In her debut novel, Patricia Lockwood tries to understand the new language of what she refers to as ‘the portal’ but finds herself increasingly overwhelmed. The New York Times Book Review describes it as “a book that reads like a prose poem, at once sublime, profane, intimate, philosophical, witty and, eventually, deeply moving.”
The protagonist is suffering from irony poisoning. Her mind is a colossal memory palace, with a gold toilet placed in each of its rooms. For her, the internet, which she alludes to as “the portal,” is life itself. Are we in hell, the portal’s inhabitants ask themselves? Is this something we’re all going to do until we die?
Suddenly, she receives two texts from her mother: ‘Something has gone wrong,’ and ‘How soon can you get here?’ As real-life and its stakes collide with the portal’s increasing absurdity, the woman finds herself in a realm that appears to have both an abundance of proof that the universe is full of goodness, empathy, and justice, as well as a flood of evidence to the contrary.
We are in the company, here, of a person with full-blown ‘brain worms’
Lockwood is both impassioned and appalled in her views of the portal’s emotive reality and the trivial lives of its inhabitants.

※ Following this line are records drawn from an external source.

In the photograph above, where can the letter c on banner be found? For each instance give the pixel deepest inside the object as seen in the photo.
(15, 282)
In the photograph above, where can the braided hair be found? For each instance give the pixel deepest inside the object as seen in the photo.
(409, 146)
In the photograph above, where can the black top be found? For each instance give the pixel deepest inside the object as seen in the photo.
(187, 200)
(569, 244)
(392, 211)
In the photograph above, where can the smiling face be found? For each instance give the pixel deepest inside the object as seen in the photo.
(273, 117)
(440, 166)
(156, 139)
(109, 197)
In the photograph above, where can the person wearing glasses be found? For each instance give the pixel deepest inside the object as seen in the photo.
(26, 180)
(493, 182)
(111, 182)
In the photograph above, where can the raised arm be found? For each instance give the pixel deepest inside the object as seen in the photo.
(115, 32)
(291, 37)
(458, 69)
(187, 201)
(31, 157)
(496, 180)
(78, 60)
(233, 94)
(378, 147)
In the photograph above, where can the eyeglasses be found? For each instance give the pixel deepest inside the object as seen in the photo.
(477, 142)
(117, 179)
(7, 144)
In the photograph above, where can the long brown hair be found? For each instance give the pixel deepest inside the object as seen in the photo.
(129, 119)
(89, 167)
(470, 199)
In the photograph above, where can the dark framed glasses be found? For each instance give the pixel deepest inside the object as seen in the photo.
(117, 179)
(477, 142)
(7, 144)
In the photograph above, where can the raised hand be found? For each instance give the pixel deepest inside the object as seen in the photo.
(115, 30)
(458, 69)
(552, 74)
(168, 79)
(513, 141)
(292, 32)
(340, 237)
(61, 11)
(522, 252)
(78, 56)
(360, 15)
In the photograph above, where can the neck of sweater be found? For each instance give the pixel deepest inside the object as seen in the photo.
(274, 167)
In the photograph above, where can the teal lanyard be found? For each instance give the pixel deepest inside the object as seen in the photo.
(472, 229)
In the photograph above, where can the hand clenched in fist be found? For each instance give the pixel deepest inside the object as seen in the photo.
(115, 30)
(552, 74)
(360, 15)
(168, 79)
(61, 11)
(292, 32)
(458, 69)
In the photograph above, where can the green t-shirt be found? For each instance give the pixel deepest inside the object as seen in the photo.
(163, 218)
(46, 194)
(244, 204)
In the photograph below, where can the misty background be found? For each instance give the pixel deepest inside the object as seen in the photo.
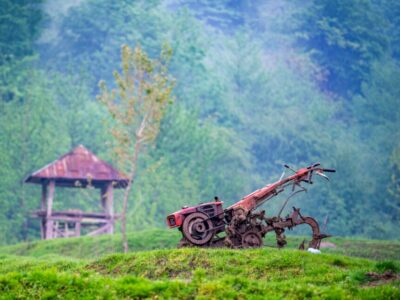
(258, 84)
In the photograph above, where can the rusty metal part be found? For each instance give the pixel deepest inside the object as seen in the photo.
(252, 239)
(243, 226)
(197, 228)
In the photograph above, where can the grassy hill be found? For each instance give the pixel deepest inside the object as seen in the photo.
(92, 247)
(84, 268)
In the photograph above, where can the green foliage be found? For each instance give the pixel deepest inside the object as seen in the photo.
(344, 37)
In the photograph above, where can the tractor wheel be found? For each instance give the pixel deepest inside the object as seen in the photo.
(197, 229)
(252, 239)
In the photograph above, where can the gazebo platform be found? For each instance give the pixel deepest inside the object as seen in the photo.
(79, 168)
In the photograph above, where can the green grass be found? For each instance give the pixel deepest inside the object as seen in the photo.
(93, 247)
(196, 273)
(94, 268)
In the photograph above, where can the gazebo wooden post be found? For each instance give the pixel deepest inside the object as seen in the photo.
(43, 207)
(49, 221)
(107, 198)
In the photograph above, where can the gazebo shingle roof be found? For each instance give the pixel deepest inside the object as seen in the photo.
(79, 166)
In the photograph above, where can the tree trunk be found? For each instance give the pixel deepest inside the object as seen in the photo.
(127, 192)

Her insinuations of collective consciousness frequently strike a satisfying combination of poetic fervour and analytical force. “Every day their attention must turn,” she writes, “like the shine on a school of fish, all at once, toward a new person to hate. Sometimes the subject was a war criminal, but other times it was someone who made a heinous substitution in guacamole. It was not so much the hatred she was interested in as the swift attenuation, as if their collective blood had made a decision.”
We are in the company, here, of a person with full-blown ‘brain worms’ – Twitter’s definition of the ethically and cognitively damaging effects of spending too much time publishing and reading other people’s posts.
Irreverent and heartfelt, emotional and gloriously brash are all words that come to mind when I think of this book. No One Is Talking About This is a love letter to Generation Z, as well as a meditation on love, language, and human connection from one of this century’s most original voices.